かなり昔のことで喧嘩の内容についての記憶は曖昧だが、些細なコミュニケーションのズレから起きた喧嘩だったと思う。
夜の公園で口論になった末、頬を叩かれた。
彼から暴力を受けた瞬間、私は呼吸がうまくできなくなりうずくまった。
その後、彼はしばらく怒鳴っていたが、私の体調が戻らないことに気づき、態度を変えて私を介抱した。
叩かれた頬は、そこまで痛くなかった。
ただ、「叩かれた」という、その相手の行動自体に深く心が傷ついた。
何度別れを告げても別れてくれないDV男
暴力をふるう男性とは付き合っていられない。
その時はまだ正常な判断ができた私は、頬を叩かれた次の日、彼に「別れたい」と伝えた。
しかし、彼は「もう絶対やらない」「気を付ける」と言ってきて、結果、ずるずるとその後も数ヶ月付き合うことになる。

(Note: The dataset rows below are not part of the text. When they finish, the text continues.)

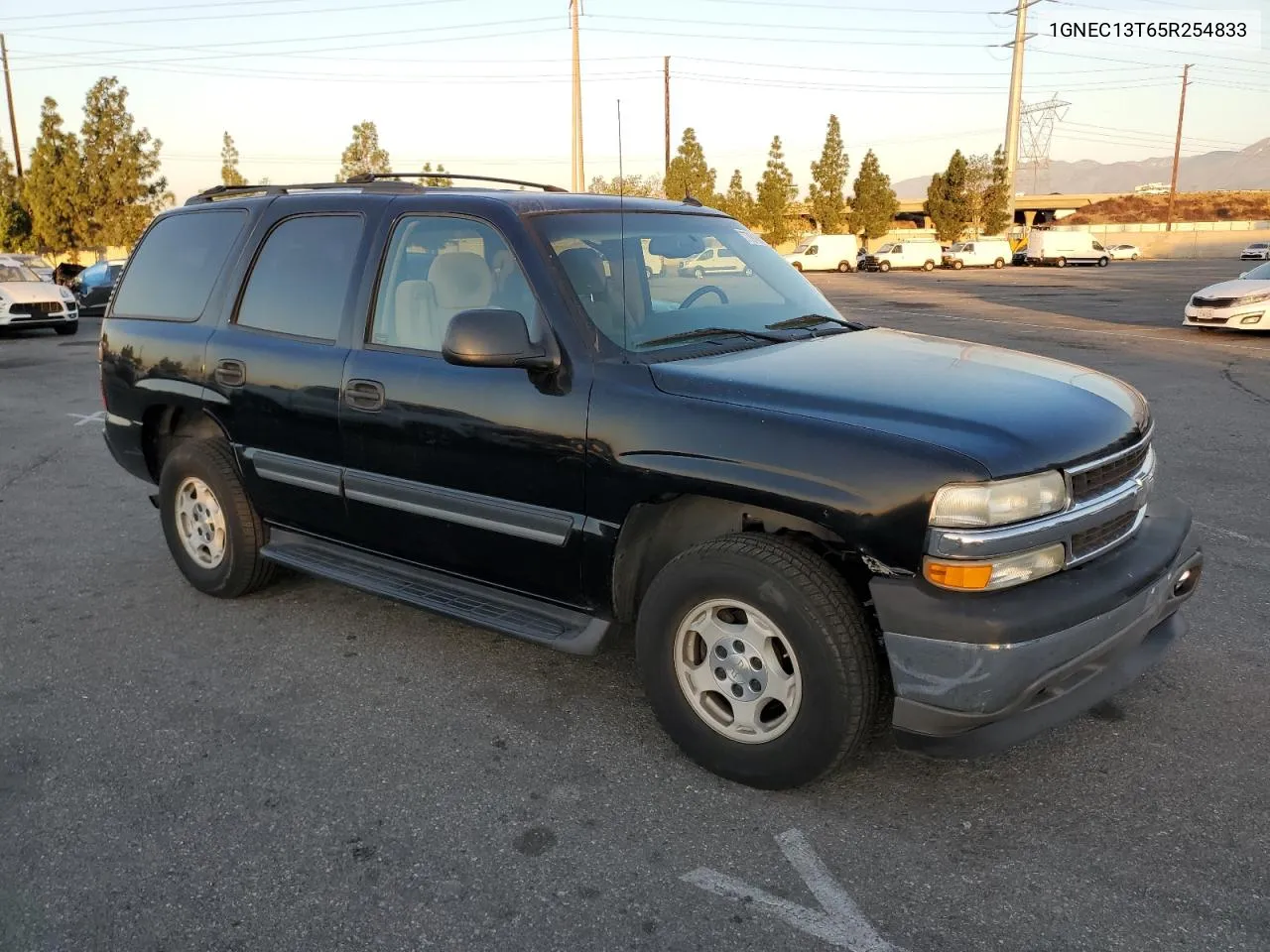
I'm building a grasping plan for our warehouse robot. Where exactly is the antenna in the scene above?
[617,99,630,363]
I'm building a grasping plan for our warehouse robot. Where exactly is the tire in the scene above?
[159,439,274,598]
[635,534,883,789]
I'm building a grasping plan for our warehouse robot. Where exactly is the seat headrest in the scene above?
[428,251,494,309]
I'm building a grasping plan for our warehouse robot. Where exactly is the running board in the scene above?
[260,528,612,654]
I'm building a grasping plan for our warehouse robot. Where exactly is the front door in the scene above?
[340,214,590,602]
[205,199,369,536]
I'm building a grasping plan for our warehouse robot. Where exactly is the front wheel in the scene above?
[635,534,881,789]
[159,439,273,598]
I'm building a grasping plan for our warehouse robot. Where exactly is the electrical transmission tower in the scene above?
[1019,92,1071,195]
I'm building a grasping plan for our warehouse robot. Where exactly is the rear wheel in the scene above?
[159,439,273,598]
[636,534,881,789]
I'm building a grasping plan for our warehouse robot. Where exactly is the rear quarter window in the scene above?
[113,208,248,321]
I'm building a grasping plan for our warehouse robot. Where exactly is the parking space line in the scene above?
[681,830,903,952]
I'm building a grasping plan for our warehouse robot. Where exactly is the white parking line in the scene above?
[681,830,903,952]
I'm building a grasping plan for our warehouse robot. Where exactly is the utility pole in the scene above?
[1006,0,1039,228]
[0,33,22,178]
[569,0,586,191]
[1165,62,1195,231]
[662,56,671,176]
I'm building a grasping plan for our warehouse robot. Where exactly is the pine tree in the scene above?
[335,122,391,181]
[666,128,716,204]
[0,139,32,251]
[586,176,662,198]
[808,115,851,235]
[23,96,83,254]
[423,163,454,187]
[757,136,798,245]
[926,149,969,241]
[851,149,899,240]
[718,169,757,227]
[80,76,168,248]
[221,132,246,185]
[983,146,1010,235]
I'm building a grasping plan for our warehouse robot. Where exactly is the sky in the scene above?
[0,0,1270,202]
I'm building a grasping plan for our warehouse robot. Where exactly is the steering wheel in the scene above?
[680,285,727,311]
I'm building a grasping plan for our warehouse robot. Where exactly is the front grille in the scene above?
[9,300,63,317]
[1072,512,1138,559]
[1072,443,1148,503]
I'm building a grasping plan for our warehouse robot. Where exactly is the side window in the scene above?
[236,214,362,340]
[114,209,246,321]
[368,214,545,353]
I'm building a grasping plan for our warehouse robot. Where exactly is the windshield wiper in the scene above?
[639,327,789,346]
[767,313,869,330]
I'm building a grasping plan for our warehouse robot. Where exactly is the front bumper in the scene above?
[871,500,1204,757]
[1183,309,1270,330]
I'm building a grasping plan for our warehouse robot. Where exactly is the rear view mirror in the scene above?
[441,308,557,369]
[648,235,706,258]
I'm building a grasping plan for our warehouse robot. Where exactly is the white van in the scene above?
[784,235,860,272]
[1028,228,1111,268]
[860,241,944,272]
[944,239,1015,271]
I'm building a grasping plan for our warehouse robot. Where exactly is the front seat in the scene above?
[428,251,494,350]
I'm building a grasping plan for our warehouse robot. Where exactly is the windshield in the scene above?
[0,264,40,282]
[534,212,842,353]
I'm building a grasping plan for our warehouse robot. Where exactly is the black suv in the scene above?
[100,177,1202,787]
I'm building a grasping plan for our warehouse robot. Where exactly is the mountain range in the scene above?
[894,137,1270,202]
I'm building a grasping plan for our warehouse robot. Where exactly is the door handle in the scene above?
[344,380,386,414]
[212,361,246,387]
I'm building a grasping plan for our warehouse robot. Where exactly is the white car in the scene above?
[1183,263,1270,330]
[0,255,78,334]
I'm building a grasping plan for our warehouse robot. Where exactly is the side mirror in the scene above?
[441,308,559,371]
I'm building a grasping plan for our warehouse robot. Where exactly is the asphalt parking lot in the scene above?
[0,262,1270,952]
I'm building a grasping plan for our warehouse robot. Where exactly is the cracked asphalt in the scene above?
[0,262,1270,952]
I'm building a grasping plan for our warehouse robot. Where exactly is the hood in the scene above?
[1192,278,1270,298]
[0,281,64,304]
[650,329,1149,477]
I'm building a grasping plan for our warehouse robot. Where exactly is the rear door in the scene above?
[340,212,590,602]
[204,195,382,536]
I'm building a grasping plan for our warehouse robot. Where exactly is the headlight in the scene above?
[930,470,1067,530]
[924,542,1066,591]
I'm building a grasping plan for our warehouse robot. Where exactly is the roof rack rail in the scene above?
[186,181,423,204]
[348,171,569,191]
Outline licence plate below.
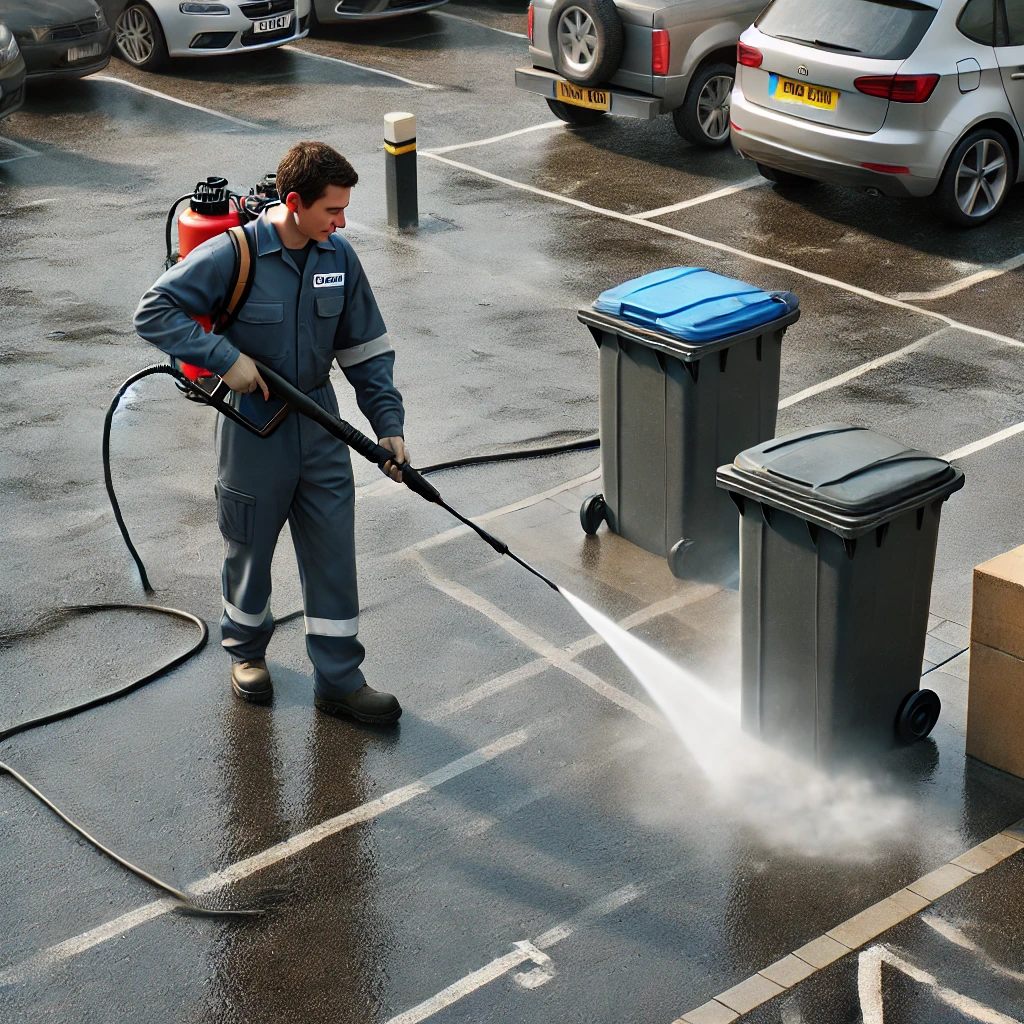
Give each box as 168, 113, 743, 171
768, 75, 839, 111
68, 43, 103, 61
555, 82, 611, 111
253, 11, 294, 33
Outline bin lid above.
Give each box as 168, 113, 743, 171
594, 266, 796, 342
718, 423, 964, 537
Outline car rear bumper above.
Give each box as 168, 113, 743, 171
515, 68, 662, 121
162, 4, 309, 57
316, 0, 447, 25
22, 29, 114, 82
730, 85, 952, 198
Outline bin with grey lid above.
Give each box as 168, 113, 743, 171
718, 423, 964, 764
579, 267, 800, 582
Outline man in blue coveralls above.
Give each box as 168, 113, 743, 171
135, 142, 407, 724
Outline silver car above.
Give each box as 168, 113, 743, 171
515, 0, 765, 148
731, 0, 1024, 227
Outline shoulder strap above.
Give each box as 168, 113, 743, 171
213, 225, 256, 334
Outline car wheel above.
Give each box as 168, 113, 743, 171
114, 3, 167, 71
548, 99, 607, 125
551, 0, 625, 85
672, 65, 736, 150
933, 128, 1016, 227
758, 164, 817, 188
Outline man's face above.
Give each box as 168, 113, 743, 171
285, 185, 352, 242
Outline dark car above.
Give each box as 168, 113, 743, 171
0, 0, 114, 82
0, 22, 25, 118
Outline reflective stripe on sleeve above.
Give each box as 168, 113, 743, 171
334, 334, 392, 370
223, 597, 270, 629
303, 615, 359, 637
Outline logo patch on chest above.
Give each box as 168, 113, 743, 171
313, 273, 345, 288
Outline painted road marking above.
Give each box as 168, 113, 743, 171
423, 584, 722, 722
87, 75, 267, 131
674, 818, 1024, 1024
0, 729, 529, 987
433, 10, 529, 39
422, 153, 1024, 347
778, 328, 946, 409
942, 423, 1024, 462
896, 253, 1024, 302
420, 121, 565, 154
279, 43, 440, 89
857, 945, 1021, 1024
387, 885, 648, 1024
634, 178, 768, 220
409, 548, 666, 727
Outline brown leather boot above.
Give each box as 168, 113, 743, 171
231, 657, 273, 703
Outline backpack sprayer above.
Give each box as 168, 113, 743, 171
0, 174, 600, 914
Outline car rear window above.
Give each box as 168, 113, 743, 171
754, 0, 935, 60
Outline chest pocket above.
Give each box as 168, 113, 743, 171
314, 288, 345, 319
239, 302, 285, 324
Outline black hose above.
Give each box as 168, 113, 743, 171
0, 603, 262, 916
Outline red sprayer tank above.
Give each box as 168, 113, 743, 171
178, 177, 242, 381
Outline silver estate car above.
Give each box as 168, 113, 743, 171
731, 0, 1024, 227
515, 0, 770, 148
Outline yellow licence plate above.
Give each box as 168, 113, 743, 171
770, 75, 839, 111
555, 82, 611, 111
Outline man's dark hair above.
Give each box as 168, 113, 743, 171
278, 142, 359, 206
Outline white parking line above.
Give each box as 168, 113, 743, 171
634, 178, 768, 220
422, 153, 1024, 347
281, 43, 440, 89
896, 253, 1024, 302
778, 327, 948, 409
86, 75, 267, 131
942, 423, 1024, 462
0, 729, 529, 987
420, 121, 565, 156
434, 10, 529, 39
387, 885, 647, 1024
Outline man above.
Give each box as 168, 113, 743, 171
135, 142, 407, 724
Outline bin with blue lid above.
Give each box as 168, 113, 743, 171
579, 266, 800, 583
718, 423, 964, 765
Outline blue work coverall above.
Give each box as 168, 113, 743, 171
135, 214, 404, 699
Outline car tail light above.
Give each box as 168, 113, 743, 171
860, 164, 910, 174
650, 29, 670, 75
853, 75, 939, 103
736, 43, 765, 68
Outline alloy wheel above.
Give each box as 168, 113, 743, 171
558, 7, 597, 75
115, 5, 157, 65
697, 75, 732, 142
955, 138, 1009, 217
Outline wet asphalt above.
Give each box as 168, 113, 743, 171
0, 0, 1024, 1024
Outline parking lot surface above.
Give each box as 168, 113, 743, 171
0, 0, 1024, 1024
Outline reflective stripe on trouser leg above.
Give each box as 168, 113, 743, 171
217, 418, 298, 662
288, 403, 365, 698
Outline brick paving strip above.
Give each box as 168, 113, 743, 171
673, 818, 1024, 1024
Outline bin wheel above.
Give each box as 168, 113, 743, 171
580, 495, 608, 537
896, 690, 942, 743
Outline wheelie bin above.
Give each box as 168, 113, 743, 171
579, 267, 800, 583
718, 423, 964, 765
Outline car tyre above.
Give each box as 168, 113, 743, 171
551, 0, 626, 85
672, 63, 736, 150
114, 3, 168, 71
758, 164, 817, 188
548, 99, 607, 125
932, 128, 1017, 227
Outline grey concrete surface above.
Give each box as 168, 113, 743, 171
0, 0, 1024, 1024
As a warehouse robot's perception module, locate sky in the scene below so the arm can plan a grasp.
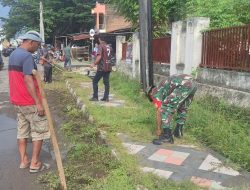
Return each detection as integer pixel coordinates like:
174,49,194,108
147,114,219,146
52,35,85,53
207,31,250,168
0,4,10,27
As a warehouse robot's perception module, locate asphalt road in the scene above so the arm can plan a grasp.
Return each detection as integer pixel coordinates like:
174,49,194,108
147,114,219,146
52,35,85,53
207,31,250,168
0,57,52,190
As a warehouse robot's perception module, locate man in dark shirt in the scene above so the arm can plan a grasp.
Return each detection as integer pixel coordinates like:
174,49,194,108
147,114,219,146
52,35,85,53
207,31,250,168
90,35,112,102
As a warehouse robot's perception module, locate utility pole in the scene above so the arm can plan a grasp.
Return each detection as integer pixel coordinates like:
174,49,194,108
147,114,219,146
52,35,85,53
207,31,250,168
139,0,154,90
40,1,45,42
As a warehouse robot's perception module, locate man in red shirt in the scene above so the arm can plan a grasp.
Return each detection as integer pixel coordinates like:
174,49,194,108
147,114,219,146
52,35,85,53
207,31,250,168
8,31,50,173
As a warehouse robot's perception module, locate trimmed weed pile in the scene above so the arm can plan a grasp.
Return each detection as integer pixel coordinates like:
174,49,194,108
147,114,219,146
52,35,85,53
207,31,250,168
187,96,250,171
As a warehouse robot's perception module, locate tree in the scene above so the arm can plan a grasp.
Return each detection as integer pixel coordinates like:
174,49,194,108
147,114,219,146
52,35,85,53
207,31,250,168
0,0,96,41
187,0,250,28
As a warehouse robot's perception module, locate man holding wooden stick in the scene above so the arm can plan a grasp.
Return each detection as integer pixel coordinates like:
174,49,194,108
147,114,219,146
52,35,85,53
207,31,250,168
8,31,50,173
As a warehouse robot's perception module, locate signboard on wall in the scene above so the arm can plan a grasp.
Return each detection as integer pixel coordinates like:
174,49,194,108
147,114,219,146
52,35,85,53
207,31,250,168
126,43,133,64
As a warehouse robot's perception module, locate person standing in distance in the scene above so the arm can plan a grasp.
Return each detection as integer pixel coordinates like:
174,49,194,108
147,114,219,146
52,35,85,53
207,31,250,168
63,43,73,71
90,35,112,102
8,31,50,173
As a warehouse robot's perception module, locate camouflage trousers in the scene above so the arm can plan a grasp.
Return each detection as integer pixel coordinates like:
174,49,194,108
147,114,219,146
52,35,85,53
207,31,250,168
161,84,197,128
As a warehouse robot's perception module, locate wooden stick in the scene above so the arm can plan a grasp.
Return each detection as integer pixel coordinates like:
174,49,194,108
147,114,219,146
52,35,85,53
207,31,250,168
32,70,67,190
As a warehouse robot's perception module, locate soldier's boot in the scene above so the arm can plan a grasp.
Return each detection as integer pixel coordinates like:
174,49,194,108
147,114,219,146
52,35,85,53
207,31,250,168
153,128,174,145
174,124,183,138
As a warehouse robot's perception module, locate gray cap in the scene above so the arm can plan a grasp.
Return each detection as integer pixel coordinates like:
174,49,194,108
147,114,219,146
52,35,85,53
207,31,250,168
19,30,43,42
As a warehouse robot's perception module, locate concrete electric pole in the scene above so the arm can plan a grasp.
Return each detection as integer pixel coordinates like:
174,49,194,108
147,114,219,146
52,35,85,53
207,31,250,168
139,0,154,90
40,1,45,42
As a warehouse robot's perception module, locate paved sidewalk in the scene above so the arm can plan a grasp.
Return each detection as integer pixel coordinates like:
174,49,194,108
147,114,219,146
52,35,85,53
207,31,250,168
68,67,250,189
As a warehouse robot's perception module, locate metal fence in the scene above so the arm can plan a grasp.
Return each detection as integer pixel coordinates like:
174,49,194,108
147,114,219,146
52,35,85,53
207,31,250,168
201,25,250,72
122,36,171,63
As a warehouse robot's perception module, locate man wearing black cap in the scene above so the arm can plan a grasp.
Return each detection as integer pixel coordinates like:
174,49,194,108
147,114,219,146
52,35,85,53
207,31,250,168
8,31,50,173
90,35,112,102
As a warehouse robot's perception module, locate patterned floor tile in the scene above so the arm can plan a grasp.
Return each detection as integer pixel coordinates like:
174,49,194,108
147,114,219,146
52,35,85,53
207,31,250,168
199,154,240,176
122,143,145,154
148,149,189,165
191,176,225,189
141,167,173,179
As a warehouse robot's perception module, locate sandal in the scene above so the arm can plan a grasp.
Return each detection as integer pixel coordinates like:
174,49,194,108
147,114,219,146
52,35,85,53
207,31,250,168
19,161,30,169
30,163,50,173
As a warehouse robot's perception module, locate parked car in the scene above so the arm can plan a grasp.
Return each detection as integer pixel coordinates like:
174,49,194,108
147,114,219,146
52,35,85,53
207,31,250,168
0,51,4,70
2,47,16,57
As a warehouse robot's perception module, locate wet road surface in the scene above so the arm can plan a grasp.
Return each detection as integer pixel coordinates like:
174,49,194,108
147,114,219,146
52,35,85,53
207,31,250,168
0,57,52,190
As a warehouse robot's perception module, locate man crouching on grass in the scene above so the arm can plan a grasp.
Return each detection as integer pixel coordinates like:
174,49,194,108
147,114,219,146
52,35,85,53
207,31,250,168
146,74,197,145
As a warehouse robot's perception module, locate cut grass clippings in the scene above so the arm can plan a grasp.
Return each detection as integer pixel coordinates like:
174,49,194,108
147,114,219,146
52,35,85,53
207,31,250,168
39,69,199,190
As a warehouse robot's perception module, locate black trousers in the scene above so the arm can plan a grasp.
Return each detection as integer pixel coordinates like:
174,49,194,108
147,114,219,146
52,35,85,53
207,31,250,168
43,63,52,83
93,71,110,99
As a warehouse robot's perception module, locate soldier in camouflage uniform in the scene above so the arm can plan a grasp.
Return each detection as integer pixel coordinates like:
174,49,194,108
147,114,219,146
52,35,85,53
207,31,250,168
147,74,197,145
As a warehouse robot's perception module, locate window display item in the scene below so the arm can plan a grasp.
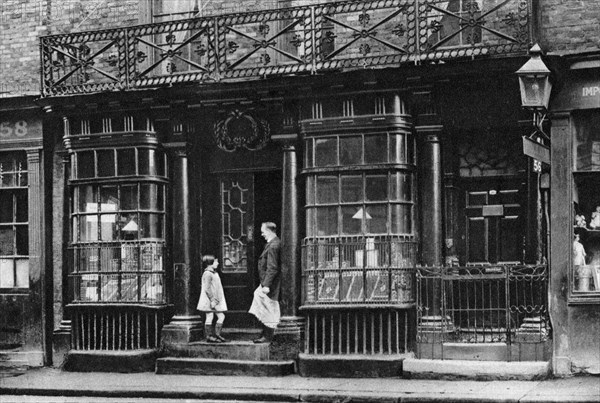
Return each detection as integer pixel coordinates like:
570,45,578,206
590,206,600,229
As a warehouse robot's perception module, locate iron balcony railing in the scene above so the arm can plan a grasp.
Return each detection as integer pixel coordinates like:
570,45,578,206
417,265,549,344
40,0,532,96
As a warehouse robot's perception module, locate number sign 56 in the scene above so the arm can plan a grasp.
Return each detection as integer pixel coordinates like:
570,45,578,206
0,120,28,139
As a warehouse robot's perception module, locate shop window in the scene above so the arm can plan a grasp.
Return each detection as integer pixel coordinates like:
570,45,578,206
0,152,29,290
570,113,600,301
303,133,415,305
69,147,167,304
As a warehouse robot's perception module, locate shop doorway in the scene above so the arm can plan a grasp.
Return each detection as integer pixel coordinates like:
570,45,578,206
219,171,281,329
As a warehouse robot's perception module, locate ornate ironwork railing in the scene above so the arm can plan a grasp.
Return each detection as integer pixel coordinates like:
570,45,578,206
302,236,416,308
417,265,549,344
40,0,532,96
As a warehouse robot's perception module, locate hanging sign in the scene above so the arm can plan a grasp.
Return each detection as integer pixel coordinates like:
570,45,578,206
523,137,550,165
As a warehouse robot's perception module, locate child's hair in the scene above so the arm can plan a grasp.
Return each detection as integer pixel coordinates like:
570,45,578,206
202,255,215,269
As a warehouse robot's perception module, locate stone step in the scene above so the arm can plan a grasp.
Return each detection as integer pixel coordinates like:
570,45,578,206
156,357,295,376
161,340,269,361
298,353,407,378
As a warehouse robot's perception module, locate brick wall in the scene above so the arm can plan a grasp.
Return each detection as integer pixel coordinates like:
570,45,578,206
538,0,600,54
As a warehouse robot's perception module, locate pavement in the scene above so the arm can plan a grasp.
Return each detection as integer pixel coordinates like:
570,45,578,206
0,368,600,403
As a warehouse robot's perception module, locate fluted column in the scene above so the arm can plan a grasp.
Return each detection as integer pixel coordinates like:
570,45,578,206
416,125,444,327
162,143,202,344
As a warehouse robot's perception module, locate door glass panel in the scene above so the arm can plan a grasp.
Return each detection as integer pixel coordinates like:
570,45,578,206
341,175,363,203
98,150,115,177
315,137,337,167
221,178,251,272
340,137,362,165
317,176,339,204
365,205,388,234
317,207,338,236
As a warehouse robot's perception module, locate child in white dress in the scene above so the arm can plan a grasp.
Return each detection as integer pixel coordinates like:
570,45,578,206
197,255,227,343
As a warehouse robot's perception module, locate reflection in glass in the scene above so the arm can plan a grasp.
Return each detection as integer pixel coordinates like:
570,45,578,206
365,205,388,234
315,137,337,167
341,175,363,203
317,176,339,204
340,136,362,165
317,207,338,236
365,175,388,201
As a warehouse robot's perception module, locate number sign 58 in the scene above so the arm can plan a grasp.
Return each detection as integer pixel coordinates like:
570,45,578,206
0,120,28,139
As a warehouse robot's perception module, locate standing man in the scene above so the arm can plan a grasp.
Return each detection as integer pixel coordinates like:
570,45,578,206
249,222,281,343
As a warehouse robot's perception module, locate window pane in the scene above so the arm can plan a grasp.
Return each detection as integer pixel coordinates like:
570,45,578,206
77,185,98,213
97,150,115,176
365,134,387,164
0,173,17,187
0,190,14,223
340,137,362,165
390,134,408,164
365,175,388,201
121,185,138,210
306,208,316,237
304,139,314,168
317,176,339,204
121,214,139,241
306,176,315,205
391,204,412,234
341,175,363,203
316,207,338,236
366,205,388,234
15,190,29,222
16,225,29,256
390,173,412,201
342,206,364,235
16,259,29,288
0,259,15,288
140,214,163,239
79,215,98,242
77,151,94,178
100,214,117,241
0,227,15,256
100,185,119,211
315,137,337,167
140,183,162,211
117,148,135,176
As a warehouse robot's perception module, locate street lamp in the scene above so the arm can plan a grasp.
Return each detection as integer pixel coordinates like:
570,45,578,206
516,44,552,138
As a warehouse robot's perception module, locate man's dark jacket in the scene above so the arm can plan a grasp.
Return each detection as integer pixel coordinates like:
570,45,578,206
258,237,281,301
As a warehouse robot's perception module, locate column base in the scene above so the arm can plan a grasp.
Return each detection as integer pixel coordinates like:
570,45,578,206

そして、その数ヶ月間には、彼からDVを受けることがしばしばあった。
「叩かれたりするのが嫌だから、別れたい」と私が言うと、「別れる理由は自分の意思で変えられるものと、自分の意思で変えられないものの2種類あって、前者の場合は絶対に別れない」と話す彼。
彼曰く、暴力は直せるものだから別れないらしく、何を言っても別れてくれなかった。
毎回、別れを告げる度に彼は「暴力を直す」と言ってたが、やっぱりDVはずっと続いた。
DVをテーマにしたテレビドラマや漫画でもあるとおり、本人が「変わる」と言い張っていても、人間そんなには変わらない。
彼は、叩くのを我慢している時には、怒鳴ったり近くの物を蹴ったりして、自分の怒りを抑えることなく、自分を優位に立たせた。
彼との付き合いを続けるうちに、私の心は削られていった。
仕事の前に喧嘩をした時は「喧嘩している時に仕事に行くのは許せない」とパソコンを強奪され、遅刻ギリギリで出社する羽目になった。
一緒に旅行に行った時に過呼吸になって、薬を飲んだ時に「薬中かよ」と言葉を吐き捨てられた。
駅のホームで喧嘩をして、彼の罵声や自動販売機を蹴った大きい音で私がまた過呼吸になり、駅員さんに助けてもらった時は一番の地獄絵図だった。
度重なる激しい喧嘩により、私は過呼吸をよく発症するようになってしまい、何回か精神科に通い薬をもらった。
2人とも全く幸せじゃないのに、彼はなぜか全然別れてくれなかった。